The Weyl Vacuum is a 4-dimensional spacetime with a flat metric. It is homogeneous, meaning that it looks the same at every point, and isotropic, meaning that it looks the same in all directions. It also has a conformal symmetry, which means that it is invariant under certain transformations of scale and orientation.

3. How is the Weyl Vacuum defined?

The Weyl Vacuum is defined as a solution to Einstein's field equations in general relativity, with the additional condition that the energy-momentum tensor vanishes. This means that there is no matter or energy present in the vacuum, and it is described solely by the geometry of spacetime.

4. What are the symmetries of the Weyl Vacuum?

In addition to the conformal symmetry mentioned earlier, the Weyl Vacuum also has a Poincaré symmetry, which describes the invariance of physical laws under translations, rotations, and boosts. It also has a time translation symmetry, meaning that physical laws remain unchanged over time.

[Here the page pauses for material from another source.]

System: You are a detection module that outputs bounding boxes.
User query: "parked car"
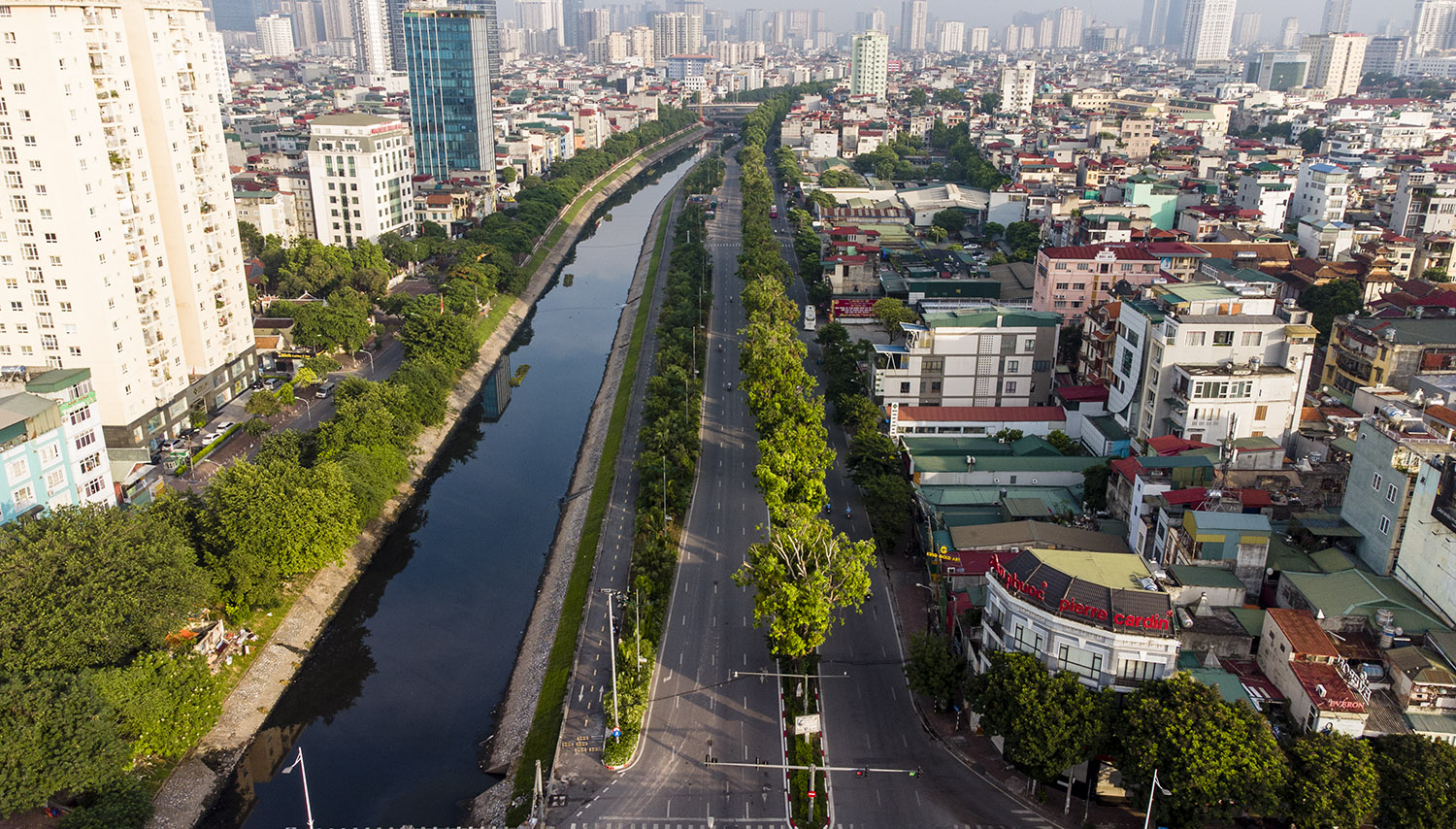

5. What is the significance of the Weyl Vacuum in physics?

The Weyl Vacuum plays an important role in modern physics, particularly in theories of gravity and cosmology. It is used to describe the behavior of empty space and can also help to explain the expansion of the universe. Its properties also have implications for other areas of physics, such as quantum field theory and string theory.